Agora foi a vez do Ocidente conhecer a lenda do pastor Sorey e dos seus amigos. Este capítulo também marcou um ponto de viragem na série muito positivo, pois foi o primeiro título a ser lançado para uma consola da nova geração, a Playstation 4 e também para o PC! Um feito incrível (não nos dias presentes), e que nunca imaginaria ser possível acontecer há um par de uns anos atrás.
A versão analisada será a de Playstation 4. Espero que com esta extensa análise seja finalmente respondida a eterna questão quanto a Tales of Zestiria – é um bom jogo? Merece a pena investir os nossos recursos mesmo quando foi duramente criticado? Vamos descobrir!
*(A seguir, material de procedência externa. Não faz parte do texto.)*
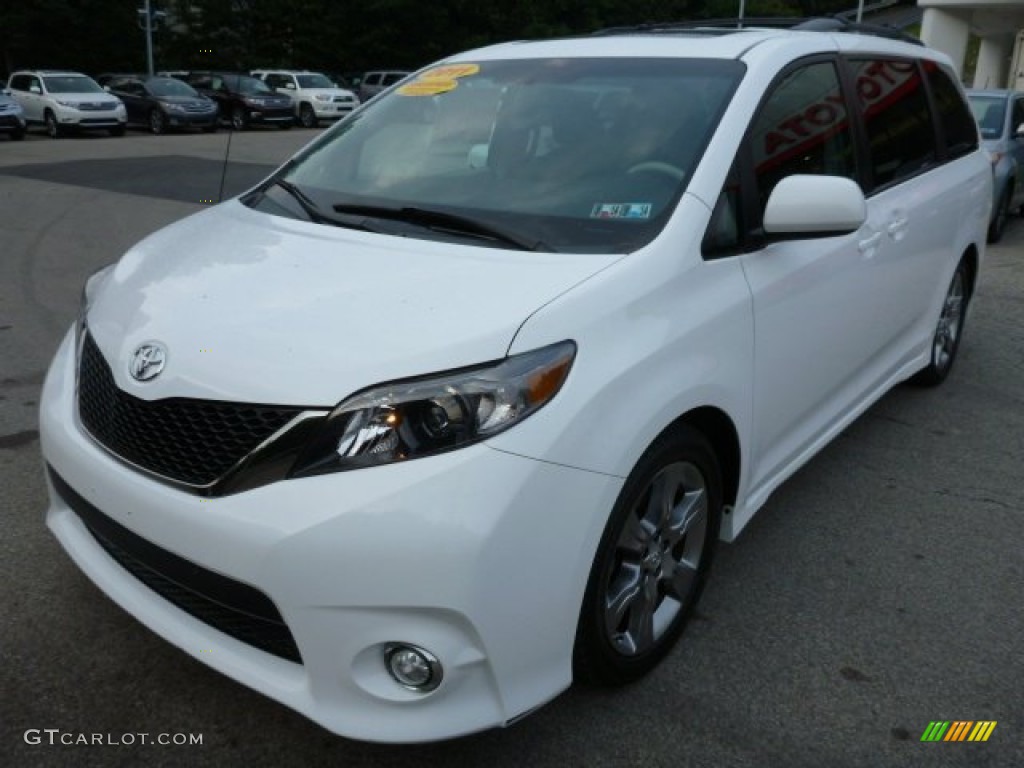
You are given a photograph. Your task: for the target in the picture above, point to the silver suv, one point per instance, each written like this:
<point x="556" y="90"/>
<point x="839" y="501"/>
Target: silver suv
<point x="375" y="82"/>
<point x="315" y="96"/>
<point x="67" y="100"/>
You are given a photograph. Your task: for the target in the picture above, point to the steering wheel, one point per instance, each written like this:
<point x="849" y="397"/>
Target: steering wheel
<point x="656" y="166"/>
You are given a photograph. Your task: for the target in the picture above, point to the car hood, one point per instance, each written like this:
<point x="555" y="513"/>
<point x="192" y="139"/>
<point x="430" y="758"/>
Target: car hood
<point x="86" y="98"/>
<point x="258" y="308"/>
<point x="330" y="91"/>
<point x="186" y="100"/>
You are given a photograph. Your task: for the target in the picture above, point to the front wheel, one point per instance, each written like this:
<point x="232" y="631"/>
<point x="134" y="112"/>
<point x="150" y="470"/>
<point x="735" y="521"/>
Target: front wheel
<point x="158" y="123"/>
<point x="652" y="561"/>
<point x="53" y="128"/>
<point x="240" y="120"/>
<point x="948" y="331"/>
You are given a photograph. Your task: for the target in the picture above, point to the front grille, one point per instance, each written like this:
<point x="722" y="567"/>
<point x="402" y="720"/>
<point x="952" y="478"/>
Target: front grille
<point x="189" y="440"/>
<point x="227" y="605"/>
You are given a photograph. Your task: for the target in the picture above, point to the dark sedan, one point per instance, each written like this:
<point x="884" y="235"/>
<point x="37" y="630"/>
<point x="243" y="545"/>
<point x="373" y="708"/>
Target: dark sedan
<point x="160" y="103"/>
<point x="244" y="99"/>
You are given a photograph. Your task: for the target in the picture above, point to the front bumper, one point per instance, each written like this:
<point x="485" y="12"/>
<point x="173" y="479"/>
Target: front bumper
<point x="192" y="120"/>
<point x="91" y="119"/>
<point x="332" y="110"/>
<point x="479" y="556"/>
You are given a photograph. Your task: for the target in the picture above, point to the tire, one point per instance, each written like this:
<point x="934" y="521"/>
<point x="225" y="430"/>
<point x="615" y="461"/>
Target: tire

Avatar – The legend of Sorey
Tales of Zestiria tem como a base a história do Pastor, um humano que consegue, ver comunicar, e usar os elementos em combate de uns espíritos chamados Seraphims. O seu dever é expulsar a Malevolence (energia negativa) e combater o Lord of Calamity, o ser responsável por toda essa energia. Este conto, com o passar do tempo, tornou-se uma lenda, e aqui é que começa a história propriamente dita de Tales of Zestiria.
Sorey é um jovem com uma grande paixão por civilizações e histórias antigas. O seu bem mais precioso é o livro que retrata a demanda heróica do Pastor, e por isso é comum encontrarmos Sorey a explorar ruínas e templos antigos, procurando pistas e localizações descritas nesse livro.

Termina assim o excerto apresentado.